No fue lo único que hizo. El destino ironizó su desgracia. En Bariloche conoció a Billy Reinal, fundador y dueño de Austral, la compañía aérea que lo tiró al mar. Entablaron una relación especial. Le propuso ser el director de la compañía. Aceptó. No guardaba ningún rencor, ningún reparo. Nunca quiso una indemnización, nunca se embarcó en un juicio. “Tenía una relación casi sentimental con Austral -aporta Eduardo-. Le dieron esa oportunidad y le gustó”.

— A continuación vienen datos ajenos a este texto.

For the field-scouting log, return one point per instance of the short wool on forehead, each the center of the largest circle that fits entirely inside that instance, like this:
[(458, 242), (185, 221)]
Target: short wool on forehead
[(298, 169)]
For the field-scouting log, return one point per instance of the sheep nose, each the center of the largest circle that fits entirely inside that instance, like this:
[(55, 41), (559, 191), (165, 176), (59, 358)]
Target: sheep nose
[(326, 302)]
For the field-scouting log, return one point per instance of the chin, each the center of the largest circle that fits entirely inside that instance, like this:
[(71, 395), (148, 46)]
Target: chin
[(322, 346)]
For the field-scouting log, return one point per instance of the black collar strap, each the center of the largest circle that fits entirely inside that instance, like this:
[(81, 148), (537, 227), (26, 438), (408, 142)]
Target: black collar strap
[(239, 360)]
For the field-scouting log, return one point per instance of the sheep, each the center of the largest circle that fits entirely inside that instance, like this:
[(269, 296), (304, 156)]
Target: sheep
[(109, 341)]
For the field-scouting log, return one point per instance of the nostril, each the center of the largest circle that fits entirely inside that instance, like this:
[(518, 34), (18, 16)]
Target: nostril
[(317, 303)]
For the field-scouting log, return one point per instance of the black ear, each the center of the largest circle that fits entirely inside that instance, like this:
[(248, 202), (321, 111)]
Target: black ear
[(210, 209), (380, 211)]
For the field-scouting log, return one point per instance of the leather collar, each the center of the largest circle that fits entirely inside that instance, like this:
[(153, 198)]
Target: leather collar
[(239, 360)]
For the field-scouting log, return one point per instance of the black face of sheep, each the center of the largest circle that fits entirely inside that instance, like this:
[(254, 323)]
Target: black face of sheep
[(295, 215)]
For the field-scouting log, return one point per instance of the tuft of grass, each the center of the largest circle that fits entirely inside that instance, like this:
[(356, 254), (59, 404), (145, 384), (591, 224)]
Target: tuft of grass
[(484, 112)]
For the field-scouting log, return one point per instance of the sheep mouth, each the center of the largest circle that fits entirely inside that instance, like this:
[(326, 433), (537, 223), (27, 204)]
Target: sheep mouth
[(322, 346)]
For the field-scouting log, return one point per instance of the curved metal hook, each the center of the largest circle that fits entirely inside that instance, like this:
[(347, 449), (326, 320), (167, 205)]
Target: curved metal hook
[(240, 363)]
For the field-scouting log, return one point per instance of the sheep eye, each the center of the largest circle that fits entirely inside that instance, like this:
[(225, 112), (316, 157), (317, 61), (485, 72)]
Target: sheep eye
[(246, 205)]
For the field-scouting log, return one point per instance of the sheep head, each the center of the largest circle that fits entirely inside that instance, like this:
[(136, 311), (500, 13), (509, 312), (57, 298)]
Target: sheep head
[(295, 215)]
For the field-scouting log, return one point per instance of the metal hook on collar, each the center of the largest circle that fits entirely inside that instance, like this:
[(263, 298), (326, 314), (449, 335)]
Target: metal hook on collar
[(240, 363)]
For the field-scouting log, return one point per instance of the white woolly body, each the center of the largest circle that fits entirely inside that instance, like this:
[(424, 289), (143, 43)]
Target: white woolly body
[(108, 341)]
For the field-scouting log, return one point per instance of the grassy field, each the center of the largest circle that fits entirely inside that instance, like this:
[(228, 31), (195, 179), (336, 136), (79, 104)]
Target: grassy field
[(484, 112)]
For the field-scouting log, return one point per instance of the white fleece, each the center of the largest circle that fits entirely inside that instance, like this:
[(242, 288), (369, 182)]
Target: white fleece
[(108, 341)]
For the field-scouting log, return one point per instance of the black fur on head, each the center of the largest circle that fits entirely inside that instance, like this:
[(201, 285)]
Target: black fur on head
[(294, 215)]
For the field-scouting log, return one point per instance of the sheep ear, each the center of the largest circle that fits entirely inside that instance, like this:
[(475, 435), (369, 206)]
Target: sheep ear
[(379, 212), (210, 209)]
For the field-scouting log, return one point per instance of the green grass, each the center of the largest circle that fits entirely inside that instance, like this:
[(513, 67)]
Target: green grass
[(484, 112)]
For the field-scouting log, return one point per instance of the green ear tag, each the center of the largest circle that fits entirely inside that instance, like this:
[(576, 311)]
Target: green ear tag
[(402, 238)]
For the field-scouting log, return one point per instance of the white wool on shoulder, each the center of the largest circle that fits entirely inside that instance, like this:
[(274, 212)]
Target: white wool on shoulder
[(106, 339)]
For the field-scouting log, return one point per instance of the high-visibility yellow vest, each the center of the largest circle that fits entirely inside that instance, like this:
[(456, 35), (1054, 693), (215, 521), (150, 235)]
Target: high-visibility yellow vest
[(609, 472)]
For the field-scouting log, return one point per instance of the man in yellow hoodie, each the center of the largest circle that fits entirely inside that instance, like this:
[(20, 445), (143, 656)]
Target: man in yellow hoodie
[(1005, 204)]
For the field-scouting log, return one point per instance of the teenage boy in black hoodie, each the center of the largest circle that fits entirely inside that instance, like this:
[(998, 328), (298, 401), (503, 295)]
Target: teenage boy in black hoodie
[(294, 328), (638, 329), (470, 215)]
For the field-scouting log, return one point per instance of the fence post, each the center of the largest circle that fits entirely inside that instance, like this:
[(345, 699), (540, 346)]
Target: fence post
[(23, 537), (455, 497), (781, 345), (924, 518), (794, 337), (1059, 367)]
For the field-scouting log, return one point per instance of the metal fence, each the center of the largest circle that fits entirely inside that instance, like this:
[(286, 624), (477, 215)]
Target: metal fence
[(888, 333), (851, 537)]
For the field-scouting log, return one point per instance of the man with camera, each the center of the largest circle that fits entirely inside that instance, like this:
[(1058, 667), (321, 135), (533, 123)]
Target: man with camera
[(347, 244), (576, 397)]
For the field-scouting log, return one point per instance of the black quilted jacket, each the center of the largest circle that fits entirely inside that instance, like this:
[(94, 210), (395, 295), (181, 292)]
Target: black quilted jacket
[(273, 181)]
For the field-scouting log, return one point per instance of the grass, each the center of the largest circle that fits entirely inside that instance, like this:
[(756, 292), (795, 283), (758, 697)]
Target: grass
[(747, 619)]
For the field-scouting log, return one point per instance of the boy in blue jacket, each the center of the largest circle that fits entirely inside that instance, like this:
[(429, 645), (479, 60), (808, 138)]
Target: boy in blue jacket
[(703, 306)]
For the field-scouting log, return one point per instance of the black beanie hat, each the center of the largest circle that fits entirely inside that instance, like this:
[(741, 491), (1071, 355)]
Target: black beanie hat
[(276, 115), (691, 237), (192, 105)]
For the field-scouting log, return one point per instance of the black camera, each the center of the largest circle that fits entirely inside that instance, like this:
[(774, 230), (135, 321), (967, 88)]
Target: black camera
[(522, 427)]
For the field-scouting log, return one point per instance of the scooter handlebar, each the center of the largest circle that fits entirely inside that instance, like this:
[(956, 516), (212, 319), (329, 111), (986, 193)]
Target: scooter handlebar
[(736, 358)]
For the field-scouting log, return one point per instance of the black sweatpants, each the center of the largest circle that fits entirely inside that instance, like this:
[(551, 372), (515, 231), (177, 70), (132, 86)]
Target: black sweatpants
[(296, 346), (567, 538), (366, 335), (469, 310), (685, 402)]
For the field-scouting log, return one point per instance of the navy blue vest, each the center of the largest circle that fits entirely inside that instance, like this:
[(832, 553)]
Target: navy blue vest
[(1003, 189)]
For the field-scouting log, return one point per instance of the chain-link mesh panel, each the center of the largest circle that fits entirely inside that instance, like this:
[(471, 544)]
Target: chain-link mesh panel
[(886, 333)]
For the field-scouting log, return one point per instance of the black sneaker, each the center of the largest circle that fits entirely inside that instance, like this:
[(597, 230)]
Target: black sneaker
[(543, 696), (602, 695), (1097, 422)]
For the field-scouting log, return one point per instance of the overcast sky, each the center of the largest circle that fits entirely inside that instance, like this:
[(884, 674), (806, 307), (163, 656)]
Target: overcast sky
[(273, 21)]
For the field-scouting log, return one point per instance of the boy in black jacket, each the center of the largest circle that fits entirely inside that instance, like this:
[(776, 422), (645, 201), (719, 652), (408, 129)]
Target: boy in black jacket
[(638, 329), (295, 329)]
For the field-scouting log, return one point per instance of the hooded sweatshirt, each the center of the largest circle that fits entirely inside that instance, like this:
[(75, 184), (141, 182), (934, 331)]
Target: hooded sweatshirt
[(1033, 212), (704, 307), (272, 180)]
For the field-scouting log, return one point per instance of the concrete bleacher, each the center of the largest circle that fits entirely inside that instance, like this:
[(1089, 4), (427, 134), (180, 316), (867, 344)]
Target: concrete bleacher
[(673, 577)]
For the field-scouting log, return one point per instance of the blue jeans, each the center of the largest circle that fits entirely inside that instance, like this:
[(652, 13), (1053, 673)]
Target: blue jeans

Su vida siguió. La muerte de Ricardo, su primer hijo, a los 48 años producto de un cáncer tampoco lo detuvo. La congoja lo dominó un tiempo. El duelo duró poco: había naturalizado eso de vivir y morir. Tenía 93 años cuando, a las dos de la mañana del viernes 7 de marzo de 2014, le llegó su hora. Era el final del único sobreviviente de la tragedia de Camet. Hubo una sola cosa que no pudo resolver en vida: nunca pudo hablar o mirar a los ojos a un familiar de una víctima. Evitaba ese trance. Los psicólogos le diagnosticaron “síndrome del sobreviviente”. Tenía una culpa guardada por no haber muerto esa noche.